RBG.ID, JAKARTA - Abdul Qodir bin Aqil selaku Kuasa hukum Mardani H. Maming mengatakan, Komisi Pemberantasan Korupsi (KPK) menetapkan tersangka lebih dulu, baru mencari-cari bukti.
Hal ini terungkap dalam persidangan praperadilan yang diajukan Mardani Maming di Pengadilan Negeri Jakarta Selatan.
“Penetapan klien kami sebagai tersangka dilakukan bersamaan dengan diterbitkannya Sprindik (Surat Perintah Penyidikan) pada 16 Juni 2022,” kata Abdul Qodir dari Lembaga Penyuluhan dan Bantuan Hukum PBNU di Jakarta, (26/7).

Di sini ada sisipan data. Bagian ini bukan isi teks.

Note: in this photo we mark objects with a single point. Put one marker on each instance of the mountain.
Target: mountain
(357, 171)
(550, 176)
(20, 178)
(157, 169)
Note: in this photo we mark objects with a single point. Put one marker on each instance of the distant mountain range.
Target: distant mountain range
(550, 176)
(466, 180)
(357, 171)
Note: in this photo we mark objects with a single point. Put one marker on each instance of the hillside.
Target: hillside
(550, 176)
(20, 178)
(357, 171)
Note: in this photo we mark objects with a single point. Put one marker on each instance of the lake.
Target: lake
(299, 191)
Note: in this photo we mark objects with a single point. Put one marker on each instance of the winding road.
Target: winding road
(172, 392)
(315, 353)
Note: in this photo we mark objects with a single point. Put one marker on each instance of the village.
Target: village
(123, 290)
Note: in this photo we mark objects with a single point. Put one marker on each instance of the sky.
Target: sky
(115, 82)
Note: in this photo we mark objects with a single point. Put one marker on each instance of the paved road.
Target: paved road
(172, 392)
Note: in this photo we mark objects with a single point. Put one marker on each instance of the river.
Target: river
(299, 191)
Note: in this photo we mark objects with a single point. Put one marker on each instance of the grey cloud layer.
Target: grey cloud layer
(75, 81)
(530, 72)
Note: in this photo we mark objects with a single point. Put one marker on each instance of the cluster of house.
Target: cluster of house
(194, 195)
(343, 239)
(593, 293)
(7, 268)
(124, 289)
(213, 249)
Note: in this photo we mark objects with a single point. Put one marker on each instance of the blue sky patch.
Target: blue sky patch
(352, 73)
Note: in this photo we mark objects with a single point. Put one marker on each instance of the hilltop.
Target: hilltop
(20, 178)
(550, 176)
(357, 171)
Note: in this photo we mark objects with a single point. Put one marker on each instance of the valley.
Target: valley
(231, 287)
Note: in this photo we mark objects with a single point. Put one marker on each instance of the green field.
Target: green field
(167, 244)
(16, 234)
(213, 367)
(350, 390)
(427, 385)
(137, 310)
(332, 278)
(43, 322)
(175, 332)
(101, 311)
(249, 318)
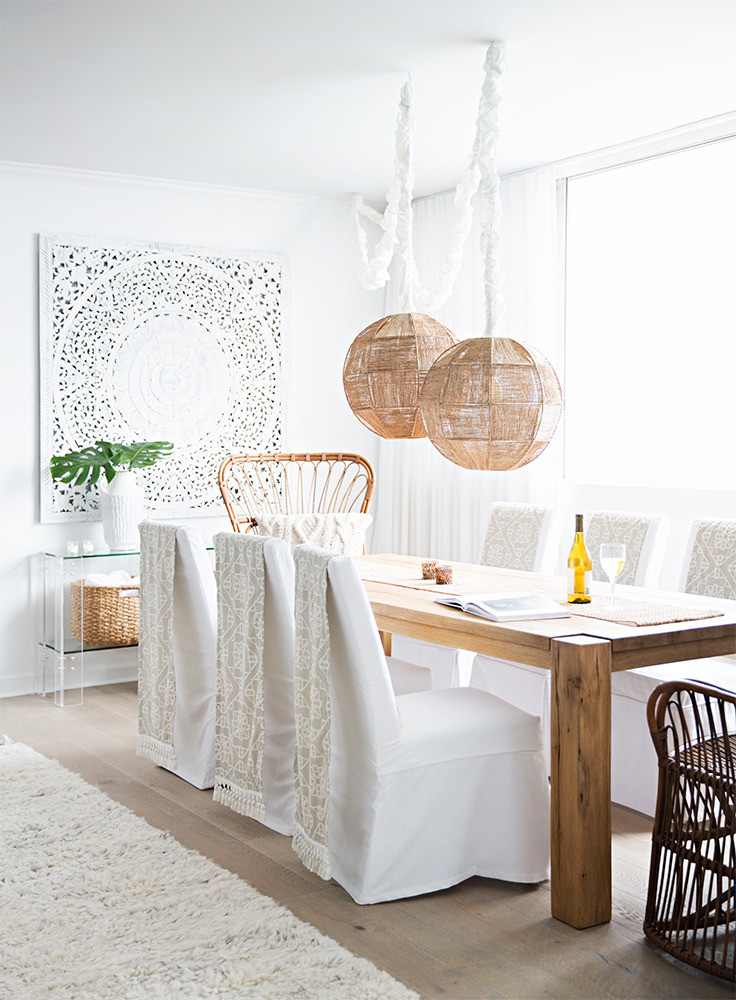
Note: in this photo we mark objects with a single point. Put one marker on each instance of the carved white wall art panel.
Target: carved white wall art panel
(147, 342)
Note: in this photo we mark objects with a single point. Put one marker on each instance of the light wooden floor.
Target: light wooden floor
(482, 939)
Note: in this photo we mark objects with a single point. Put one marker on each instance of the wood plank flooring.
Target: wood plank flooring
(481, 940)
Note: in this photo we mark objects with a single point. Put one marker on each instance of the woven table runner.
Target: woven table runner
(626, 611)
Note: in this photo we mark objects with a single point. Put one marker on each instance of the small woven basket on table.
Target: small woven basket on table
(105, 616)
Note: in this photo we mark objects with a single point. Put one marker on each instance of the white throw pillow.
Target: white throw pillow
(335, 532)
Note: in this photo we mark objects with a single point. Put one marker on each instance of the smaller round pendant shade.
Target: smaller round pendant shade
(491, 403)
(385, 368)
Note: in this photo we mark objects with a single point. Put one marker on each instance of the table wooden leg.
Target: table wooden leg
(581, 781)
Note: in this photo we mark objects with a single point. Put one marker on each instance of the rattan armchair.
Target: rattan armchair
(691, 902)
(323, 483)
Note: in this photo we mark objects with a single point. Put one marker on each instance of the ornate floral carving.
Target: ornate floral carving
(150, 342)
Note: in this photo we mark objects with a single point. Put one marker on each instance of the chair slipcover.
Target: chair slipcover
(644, 536)
(429, 788)
(519, 536)
(709, 569)
(192, 603)
(237, 722)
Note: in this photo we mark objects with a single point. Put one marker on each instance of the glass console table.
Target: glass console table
(62, 636)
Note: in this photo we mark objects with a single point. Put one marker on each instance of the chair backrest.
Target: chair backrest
(519, 536)
(709, 567)
(691, 901)
(195, 600)
(365, 719)
(305, 483)
(644, 536)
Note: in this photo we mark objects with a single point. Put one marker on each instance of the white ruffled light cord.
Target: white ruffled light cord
(396, 220)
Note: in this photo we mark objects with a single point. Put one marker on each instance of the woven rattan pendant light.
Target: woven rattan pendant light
(491, 402)
(385, 368)
(387, 362)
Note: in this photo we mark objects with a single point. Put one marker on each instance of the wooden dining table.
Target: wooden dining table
(582, 653)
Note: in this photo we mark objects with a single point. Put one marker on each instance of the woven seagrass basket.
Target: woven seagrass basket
(110, 615)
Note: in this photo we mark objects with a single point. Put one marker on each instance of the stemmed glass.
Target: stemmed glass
(613, 557)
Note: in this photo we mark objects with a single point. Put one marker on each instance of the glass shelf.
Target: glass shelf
(60, 653)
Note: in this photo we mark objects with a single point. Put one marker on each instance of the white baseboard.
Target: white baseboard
(109, 666)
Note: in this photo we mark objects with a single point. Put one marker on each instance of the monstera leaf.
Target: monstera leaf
(84, 467)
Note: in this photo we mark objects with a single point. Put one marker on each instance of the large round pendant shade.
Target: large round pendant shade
(491, 403)
(385, 368)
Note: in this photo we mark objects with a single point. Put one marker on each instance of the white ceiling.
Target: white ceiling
(302, 95)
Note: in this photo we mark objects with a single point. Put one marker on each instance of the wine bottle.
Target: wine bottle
(579, 568)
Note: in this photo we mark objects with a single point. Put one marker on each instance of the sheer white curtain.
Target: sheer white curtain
(426, 505)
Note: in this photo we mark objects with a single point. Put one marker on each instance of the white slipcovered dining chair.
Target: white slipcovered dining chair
(177, 652)
(519, 536)
(404, 794)
(529, 687)
(254, 750)
(708, 570)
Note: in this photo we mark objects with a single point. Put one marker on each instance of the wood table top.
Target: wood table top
(404, 611)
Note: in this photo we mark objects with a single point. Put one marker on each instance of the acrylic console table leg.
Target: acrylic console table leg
(581, 781)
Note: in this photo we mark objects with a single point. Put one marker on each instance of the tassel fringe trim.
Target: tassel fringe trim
(156, 751)
(313, 856)
(244, 801)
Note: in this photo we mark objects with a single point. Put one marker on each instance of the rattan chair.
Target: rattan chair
(326, 483)
(691, 902)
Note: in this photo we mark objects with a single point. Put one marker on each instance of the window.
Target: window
(650, 353)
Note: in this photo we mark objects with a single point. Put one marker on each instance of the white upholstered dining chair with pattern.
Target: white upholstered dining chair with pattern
(708, 570)
(644, 535)
(529, 687)
(410, 793)
(177, 652)
(519, 536)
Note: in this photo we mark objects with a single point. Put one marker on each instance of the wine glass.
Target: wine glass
(613, 557)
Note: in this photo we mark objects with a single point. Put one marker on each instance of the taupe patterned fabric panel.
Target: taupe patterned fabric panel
(513, 536)
(617, 526)
(712, 569)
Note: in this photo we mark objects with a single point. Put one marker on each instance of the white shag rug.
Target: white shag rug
(96, 903)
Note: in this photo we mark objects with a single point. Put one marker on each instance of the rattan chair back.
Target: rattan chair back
(691, 902)
(326, 483)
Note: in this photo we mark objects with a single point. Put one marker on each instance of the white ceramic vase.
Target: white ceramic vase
(122, 511)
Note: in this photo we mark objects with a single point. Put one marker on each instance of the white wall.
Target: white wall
(327, 310)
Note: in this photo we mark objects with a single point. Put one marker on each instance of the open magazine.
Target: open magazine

“Selain tidak sah karena bertentangan dengan hukum acara pidana, ini juga berpotensi terjadinya penyalahgunaan wewenang karena penegakan hukum ditujukan kepada orangnya, baru kemudian dicari-cari perkaranya,” lanjutnya.
Abdul Qodir juga mengatakan, cara-cara seperti itu bertentangan dengan hukum acara pidana dalam Kitab Undang-Undang Hukum Acara Pidana (KUHAP), melanggar due process of law, dan mengingkari prinsip pro-justitia.

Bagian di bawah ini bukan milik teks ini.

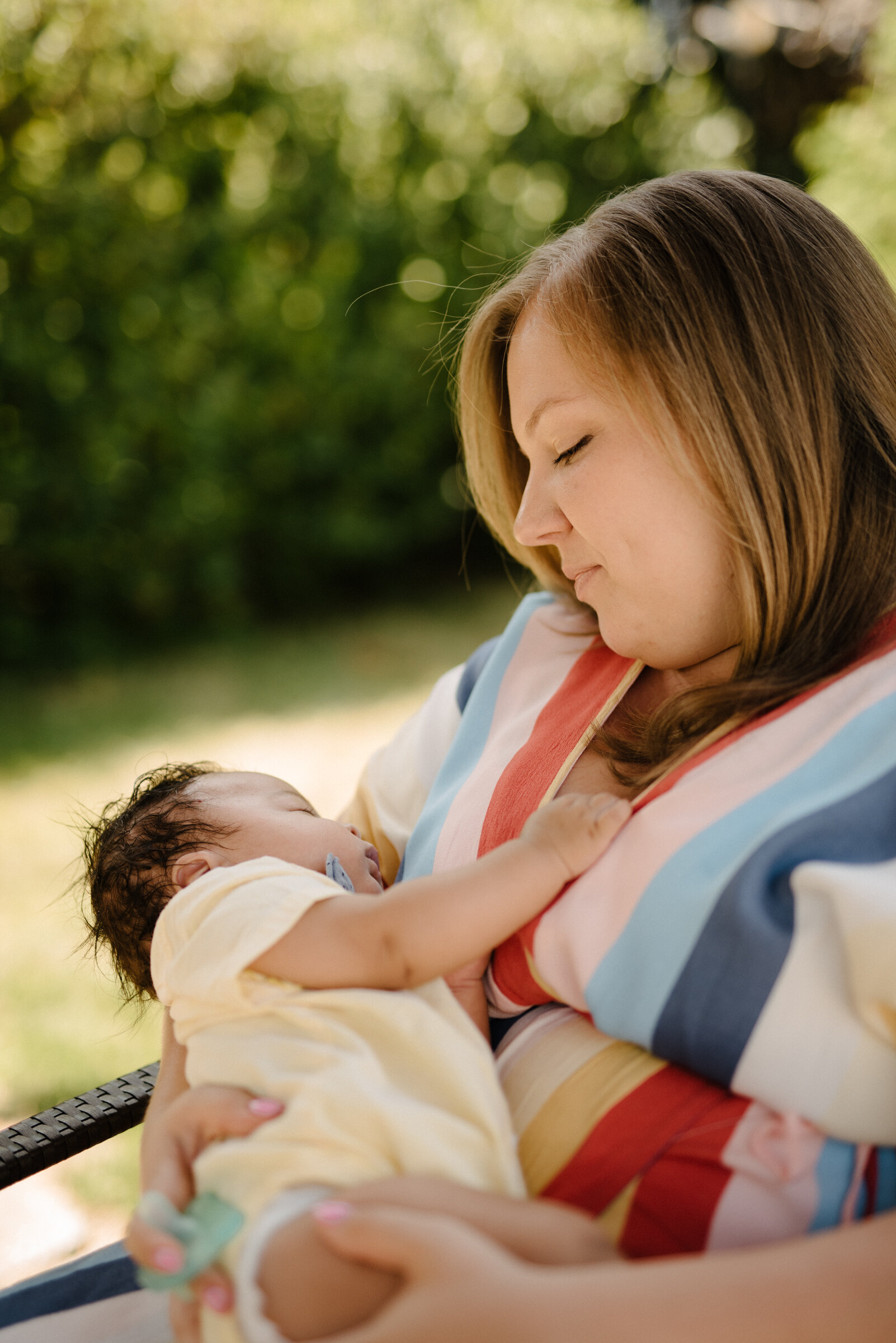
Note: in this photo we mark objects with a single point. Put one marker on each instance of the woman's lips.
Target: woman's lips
(583, 578)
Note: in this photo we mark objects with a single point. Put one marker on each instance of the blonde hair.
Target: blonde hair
(761, 337)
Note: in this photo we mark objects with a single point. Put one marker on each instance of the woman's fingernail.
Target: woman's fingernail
(332, 1210)
(266, 1107)
(216, 1299)
(168, 1259)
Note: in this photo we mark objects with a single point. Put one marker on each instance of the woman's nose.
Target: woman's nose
(540, 522)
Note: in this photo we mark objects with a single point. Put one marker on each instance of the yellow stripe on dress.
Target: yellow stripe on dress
(576, 1105)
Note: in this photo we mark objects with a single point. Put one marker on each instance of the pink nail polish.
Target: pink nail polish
(332, 1210)
(216, 1299)
(167, 1259)
(266, 1107)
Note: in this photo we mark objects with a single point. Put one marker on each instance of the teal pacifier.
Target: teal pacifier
(204, 1229)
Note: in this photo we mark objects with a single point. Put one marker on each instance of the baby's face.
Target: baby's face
(266, 817)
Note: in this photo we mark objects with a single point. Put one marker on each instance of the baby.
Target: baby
(265, 928)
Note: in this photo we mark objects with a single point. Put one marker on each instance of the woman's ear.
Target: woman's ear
(188, 867)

Sesuai KUHAP, penetapan tersangka seharusnya hasil dari proses penyidikan sementara terbitnya Sprindik merupakan awal lahirnya wewenang penyidik untuk melakukan penyidikan.

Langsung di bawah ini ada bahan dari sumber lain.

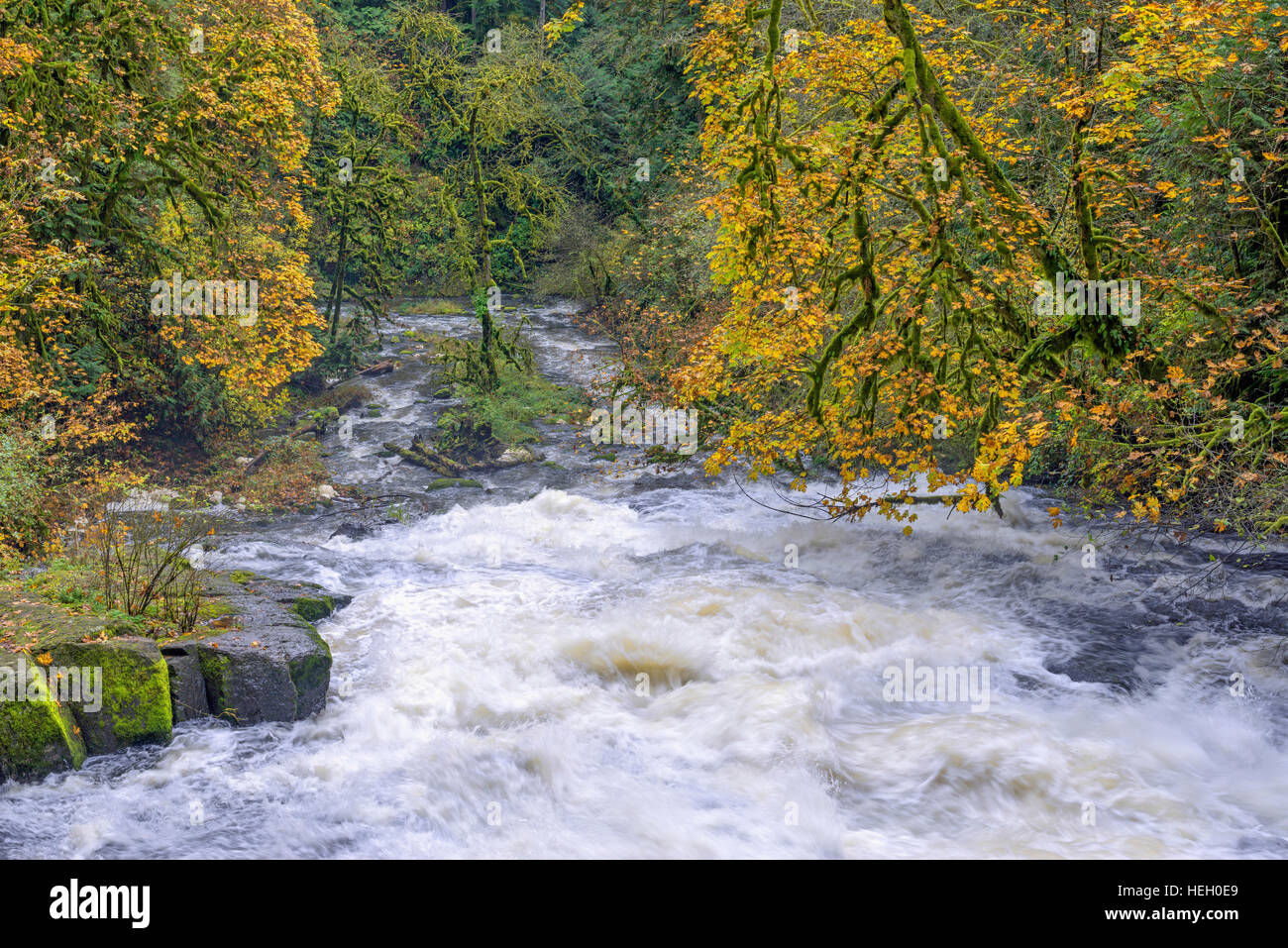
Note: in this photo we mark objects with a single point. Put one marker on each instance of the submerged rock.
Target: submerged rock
(443, 483)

“Mardani Maming ditetapkan sebagai tersangka didasarkan atas bukti permulaan yang dihasilkan dari Berita Acara Pemberian Keterangan. Padahal, KUHAP menegaskan bukti permulaan itu harus didasarkan atas bukti-bukti dari hasil pemeriksaan pro-justitia di tingkat penyidikan, dan bukan di proses penyelidikan,” jelasnya.